Search code examples
machine-learningclassificationsvmlibsvm

help organizing my data for this machine learning problem


I want to categorize tweets within a given set of categories like {'sports', 'entertainment', 'love'}, etc...

My idea is to take the term frequencies of the most commonly used words to help me solve this problem. For example, the word 'love' shows up most frequently in the love category but it also shows up in sports and entertainment in the form of "I love this game" and "I love this movie".

To solve it, I envisioned a 3-axis graph where the x values are all the words used in my tweets, the y values are the categories, and the z values are the term frequencies (or some type of score) with the respect to the word and the category. I would then break up the tweet onto the graph and then add up the z values within each category. The category with the highest total z value is most likely the correct category. I know this is confusing, so let me give an example:

The word 'watch' shows up a lot in sports and entertainment ("I am watching the game" and "I am watching my favorite show") ...Therefore, I narrowed it down to these two categories at the least. But the word 'game' does not show up often in entertainment and show does not show up often in sports. the Z value for 'watch' + 'game' will be highest for the sports category and 'watch' + 'show' will be highest for entertainment.

Now that you understand how my idea works, I need help organizing this data so that a machine learning algorithm can predict categories when I give it a word or set of words.
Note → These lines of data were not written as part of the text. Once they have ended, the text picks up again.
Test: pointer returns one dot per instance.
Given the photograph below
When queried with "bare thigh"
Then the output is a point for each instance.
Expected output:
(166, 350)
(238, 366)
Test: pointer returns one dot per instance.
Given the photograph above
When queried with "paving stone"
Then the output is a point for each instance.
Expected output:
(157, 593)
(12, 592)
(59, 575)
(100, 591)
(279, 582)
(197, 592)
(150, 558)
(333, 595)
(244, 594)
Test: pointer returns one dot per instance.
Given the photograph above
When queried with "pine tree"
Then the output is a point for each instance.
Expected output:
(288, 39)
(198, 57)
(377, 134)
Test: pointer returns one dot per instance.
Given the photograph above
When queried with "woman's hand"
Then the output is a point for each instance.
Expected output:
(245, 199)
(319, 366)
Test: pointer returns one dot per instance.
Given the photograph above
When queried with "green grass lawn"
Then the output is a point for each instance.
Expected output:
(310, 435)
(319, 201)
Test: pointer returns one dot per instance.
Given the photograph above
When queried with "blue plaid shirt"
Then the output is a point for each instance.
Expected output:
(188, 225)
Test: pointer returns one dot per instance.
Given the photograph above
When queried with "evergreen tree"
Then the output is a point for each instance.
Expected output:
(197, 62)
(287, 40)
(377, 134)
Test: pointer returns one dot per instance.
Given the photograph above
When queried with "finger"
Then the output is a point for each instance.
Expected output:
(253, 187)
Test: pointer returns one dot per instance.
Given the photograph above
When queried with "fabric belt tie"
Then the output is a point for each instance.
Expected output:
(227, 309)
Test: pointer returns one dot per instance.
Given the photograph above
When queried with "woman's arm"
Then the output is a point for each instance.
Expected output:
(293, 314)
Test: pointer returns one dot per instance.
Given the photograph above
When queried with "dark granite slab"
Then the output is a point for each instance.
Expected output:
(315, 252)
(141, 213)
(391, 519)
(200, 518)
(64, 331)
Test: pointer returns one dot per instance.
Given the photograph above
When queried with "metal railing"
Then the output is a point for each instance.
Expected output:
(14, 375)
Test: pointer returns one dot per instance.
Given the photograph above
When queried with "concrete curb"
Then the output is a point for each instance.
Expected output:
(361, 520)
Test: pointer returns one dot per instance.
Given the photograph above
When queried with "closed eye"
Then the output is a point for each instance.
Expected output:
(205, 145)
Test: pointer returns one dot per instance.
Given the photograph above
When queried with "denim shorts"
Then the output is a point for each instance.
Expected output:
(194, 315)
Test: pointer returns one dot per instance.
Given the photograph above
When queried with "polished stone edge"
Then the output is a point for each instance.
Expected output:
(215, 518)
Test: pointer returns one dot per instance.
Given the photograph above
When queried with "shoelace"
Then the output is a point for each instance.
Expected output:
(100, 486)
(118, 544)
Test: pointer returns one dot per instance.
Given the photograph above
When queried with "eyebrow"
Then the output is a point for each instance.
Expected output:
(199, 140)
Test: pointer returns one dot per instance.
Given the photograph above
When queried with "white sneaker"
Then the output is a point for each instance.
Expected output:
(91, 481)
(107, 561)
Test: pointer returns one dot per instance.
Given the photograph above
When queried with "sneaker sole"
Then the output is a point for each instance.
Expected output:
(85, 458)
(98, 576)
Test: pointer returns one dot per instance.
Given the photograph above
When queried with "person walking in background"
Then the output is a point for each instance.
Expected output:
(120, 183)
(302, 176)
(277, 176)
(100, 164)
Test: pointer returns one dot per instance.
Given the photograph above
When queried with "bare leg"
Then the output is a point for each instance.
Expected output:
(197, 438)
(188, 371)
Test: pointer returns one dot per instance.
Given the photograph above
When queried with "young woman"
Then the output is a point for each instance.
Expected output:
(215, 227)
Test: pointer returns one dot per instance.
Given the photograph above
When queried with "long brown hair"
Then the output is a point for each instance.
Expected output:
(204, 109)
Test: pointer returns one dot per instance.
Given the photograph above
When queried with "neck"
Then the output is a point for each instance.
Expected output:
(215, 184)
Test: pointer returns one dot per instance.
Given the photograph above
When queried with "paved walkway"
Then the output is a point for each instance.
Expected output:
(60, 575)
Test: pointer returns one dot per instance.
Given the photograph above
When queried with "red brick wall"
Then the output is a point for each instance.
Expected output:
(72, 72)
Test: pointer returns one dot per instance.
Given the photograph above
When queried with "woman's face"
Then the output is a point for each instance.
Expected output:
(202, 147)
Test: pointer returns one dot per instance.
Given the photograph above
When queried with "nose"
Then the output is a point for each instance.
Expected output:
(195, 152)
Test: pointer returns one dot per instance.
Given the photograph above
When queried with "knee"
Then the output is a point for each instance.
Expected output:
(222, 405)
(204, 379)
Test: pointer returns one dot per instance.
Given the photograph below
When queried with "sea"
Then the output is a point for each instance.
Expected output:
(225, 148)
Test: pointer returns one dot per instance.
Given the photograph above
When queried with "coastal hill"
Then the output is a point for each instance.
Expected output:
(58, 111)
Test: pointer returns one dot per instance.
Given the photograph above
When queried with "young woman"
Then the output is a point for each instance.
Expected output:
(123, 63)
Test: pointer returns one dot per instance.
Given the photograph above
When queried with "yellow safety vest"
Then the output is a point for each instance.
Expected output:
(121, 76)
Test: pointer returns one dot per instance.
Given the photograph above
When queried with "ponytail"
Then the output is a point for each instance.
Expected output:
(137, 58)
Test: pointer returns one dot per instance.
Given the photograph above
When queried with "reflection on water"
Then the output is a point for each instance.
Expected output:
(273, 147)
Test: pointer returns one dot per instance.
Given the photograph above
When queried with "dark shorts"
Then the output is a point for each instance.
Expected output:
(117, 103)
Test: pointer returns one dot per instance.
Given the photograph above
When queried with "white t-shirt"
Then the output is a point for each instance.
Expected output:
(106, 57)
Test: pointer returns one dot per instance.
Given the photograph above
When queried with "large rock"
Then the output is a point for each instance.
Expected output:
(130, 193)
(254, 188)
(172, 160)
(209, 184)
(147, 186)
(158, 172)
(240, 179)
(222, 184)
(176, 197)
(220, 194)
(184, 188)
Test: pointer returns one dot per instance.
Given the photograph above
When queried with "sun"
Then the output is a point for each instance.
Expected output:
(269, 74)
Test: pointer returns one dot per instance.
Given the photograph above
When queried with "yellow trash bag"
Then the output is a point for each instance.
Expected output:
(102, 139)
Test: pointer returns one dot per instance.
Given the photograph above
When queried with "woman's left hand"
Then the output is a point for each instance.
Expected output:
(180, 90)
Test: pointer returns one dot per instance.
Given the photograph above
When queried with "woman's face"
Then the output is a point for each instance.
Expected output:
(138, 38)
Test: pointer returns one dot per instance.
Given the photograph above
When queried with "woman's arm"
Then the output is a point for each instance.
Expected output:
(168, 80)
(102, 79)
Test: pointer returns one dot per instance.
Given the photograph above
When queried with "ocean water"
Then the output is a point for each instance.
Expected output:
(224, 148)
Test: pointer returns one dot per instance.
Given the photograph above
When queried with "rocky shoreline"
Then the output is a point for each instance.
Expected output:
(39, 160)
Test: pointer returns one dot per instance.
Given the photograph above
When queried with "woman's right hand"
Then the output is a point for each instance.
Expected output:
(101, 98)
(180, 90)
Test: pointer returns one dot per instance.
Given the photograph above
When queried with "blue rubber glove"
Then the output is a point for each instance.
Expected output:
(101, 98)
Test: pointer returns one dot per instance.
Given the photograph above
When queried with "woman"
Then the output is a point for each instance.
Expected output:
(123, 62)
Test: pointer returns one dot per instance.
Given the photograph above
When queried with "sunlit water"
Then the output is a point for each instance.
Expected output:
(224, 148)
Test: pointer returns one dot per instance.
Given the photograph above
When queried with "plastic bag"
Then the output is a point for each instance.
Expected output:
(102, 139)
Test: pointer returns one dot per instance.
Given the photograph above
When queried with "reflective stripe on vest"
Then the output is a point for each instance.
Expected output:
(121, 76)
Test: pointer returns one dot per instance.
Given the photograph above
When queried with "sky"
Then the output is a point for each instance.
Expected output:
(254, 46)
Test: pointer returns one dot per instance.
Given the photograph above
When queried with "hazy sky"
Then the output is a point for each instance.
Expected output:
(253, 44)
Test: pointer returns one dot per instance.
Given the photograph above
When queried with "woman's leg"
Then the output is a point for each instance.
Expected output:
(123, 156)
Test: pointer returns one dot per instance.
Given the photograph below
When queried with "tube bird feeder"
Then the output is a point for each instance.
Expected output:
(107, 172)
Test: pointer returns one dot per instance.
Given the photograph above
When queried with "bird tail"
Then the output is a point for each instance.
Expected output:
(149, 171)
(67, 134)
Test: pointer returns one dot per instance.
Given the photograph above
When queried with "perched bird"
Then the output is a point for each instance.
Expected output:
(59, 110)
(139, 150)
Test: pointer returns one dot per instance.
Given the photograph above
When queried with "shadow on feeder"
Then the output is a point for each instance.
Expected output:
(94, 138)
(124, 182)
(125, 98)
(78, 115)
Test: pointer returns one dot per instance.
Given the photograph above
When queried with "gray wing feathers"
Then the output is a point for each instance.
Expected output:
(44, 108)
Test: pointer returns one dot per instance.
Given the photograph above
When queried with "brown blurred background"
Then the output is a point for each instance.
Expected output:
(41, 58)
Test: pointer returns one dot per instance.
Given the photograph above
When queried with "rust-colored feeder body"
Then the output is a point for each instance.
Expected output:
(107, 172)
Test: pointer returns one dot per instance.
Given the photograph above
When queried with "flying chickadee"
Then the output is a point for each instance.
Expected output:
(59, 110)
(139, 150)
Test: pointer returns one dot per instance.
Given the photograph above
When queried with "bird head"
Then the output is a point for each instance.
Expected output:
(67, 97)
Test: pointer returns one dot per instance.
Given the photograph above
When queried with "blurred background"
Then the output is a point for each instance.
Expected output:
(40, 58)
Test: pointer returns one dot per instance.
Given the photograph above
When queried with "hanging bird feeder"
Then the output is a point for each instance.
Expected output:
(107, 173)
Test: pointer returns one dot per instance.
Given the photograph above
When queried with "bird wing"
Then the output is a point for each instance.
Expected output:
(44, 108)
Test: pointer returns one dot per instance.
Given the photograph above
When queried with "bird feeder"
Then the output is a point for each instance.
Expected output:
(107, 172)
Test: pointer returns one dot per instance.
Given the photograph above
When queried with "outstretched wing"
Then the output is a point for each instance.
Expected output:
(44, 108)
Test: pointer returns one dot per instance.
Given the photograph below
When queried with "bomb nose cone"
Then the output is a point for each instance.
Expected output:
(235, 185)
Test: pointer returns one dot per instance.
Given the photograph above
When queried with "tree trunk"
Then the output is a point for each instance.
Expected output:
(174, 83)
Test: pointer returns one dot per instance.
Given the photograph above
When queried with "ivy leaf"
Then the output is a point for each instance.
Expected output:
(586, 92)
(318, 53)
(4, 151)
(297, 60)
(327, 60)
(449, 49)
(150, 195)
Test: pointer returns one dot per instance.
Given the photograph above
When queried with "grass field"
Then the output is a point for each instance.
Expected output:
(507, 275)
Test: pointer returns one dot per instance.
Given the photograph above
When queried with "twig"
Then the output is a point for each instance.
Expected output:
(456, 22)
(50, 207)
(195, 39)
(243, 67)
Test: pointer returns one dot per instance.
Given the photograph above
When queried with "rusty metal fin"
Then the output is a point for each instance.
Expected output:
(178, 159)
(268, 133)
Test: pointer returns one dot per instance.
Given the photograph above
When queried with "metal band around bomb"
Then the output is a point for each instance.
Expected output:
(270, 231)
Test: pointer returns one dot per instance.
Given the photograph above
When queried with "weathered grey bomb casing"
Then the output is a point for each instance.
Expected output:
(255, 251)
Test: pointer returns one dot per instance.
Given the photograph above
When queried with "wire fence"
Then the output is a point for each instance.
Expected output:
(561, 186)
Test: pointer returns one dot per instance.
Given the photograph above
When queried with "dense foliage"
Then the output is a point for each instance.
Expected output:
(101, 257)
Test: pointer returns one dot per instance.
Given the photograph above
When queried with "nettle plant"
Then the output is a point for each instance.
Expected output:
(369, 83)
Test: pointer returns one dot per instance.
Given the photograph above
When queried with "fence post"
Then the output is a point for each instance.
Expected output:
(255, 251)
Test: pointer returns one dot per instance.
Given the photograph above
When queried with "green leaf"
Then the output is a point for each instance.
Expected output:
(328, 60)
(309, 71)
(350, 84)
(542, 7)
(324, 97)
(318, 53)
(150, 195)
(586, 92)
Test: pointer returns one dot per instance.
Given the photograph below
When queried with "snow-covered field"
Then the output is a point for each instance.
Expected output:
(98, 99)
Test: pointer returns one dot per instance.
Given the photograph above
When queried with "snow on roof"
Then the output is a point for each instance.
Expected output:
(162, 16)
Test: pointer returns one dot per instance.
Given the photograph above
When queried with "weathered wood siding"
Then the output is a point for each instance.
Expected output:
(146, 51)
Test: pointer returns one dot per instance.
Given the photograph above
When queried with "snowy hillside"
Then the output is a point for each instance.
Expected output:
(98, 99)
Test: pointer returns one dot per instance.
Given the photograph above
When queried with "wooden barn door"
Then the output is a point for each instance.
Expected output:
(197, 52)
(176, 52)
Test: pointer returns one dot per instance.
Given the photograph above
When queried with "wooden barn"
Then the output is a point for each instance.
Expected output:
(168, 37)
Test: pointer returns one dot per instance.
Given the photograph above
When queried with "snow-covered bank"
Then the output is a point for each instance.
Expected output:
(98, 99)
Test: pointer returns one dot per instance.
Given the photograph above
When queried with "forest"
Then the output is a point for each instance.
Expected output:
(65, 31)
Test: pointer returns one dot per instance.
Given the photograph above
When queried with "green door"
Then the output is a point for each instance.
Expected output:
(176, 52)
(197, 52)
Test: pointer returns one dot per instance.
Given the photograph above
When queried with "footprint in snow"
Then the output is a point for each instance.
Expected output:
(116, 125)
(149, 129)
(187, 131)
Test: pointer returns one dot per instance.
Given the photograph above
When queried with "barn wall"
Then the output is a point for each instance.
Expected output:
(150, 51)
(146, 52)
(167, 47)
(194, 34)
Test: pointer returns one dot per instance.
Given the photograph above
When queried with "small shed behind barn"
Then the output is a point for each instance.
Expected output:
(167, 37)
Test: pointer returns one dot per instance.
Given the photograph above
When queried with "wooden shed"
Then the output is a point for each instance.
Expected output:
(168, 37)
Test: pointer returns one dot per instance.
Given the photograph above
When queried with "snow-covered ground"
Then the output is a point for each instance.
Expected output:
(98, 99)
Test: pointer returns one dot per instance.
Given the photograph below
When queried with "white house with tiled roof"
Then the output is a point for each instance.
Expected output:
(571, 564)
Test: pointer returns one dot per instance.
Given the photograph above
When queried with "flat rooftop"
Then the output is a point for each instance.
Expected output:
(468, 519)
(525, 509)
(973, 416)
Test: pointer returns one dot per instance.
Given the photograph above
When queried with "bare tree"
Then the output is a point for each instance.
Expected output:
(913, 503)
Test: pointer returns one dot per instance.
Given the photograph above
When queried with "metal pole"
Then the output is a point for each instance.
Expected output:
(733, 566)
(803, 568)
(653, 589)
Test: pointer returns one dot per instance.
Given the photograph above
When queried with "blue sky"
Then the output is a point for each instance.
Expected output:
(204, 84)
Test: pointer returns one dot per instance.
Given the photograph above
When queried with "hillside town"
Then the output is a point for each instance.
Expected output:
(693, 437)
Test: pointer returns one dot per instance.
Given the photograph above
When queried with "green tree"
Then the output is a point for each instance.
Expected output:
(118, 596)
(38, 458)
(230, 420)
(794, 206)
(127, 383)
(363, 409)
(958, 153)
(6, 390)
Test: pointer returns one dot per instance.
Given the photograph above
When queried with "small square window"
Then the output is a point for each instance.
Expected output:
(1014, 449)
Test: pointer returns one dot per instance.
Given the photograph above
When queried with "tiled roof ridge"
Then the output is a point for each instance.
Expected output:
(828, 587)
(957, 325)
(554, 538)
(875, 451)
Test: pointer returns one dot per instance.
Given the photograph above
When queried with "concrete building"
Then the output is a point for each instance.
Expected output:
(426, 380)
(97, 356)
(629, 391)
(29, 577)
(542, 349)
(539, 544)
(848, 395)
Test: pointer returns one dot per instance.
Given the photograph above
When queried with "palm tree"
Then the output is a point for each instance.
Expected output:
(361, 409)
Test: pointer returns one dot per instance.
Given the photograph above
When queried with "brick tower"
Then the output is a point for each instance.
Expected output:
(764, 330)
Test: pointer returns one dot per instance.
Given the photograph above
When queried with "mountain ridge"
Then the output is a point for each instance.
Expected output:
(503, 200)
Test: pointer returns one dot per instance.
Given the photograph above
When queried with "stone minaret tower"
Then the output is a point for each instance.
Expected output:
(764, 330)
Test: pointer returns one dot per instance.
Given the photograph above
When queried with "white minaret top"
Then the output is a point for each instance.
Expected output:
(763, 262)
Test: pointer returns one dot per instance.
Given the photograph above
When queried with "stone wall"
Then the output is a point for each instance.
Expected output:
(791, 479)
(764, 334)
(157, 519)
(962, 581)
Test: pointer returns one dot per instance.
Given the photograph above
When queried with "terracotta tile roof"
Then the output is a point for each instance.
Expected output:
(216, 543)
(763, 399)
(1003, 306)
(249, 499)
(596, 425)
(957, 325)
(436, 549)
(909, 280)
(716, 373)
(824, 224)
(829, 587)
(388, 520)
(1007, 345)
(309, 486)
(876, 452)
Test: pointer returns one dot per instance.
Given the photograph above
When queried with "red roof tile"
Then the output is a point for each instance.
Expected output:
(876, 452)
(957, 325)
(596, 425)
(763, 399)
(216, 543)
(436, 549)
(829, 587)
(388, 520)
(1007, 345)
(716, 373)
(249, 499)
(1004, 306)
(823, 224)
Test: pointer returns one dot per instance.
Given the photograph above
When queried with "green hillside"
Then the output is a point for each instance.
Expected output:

I've read a lot about SVMs and I think they're the way to go. I tried libsvm, but I can't seem to come up with a good input set. Also, libsvm does not support non-numeric values, which is adding more complexity.

Any ideas? Do I even need a library, or should I just code up the decision-making myself?

Thanks all, I know this was long, sorry.


Solution

  • Well you are trying to do text classification into a group of categories. Naive Bayes does this. In fact, it is a statistical analogue of your idea. It assumes that frequency of words in a text are independent indicators of a category and gives a probability of each category based on this assumption. It works well in practice; I believe Weka has an implementation.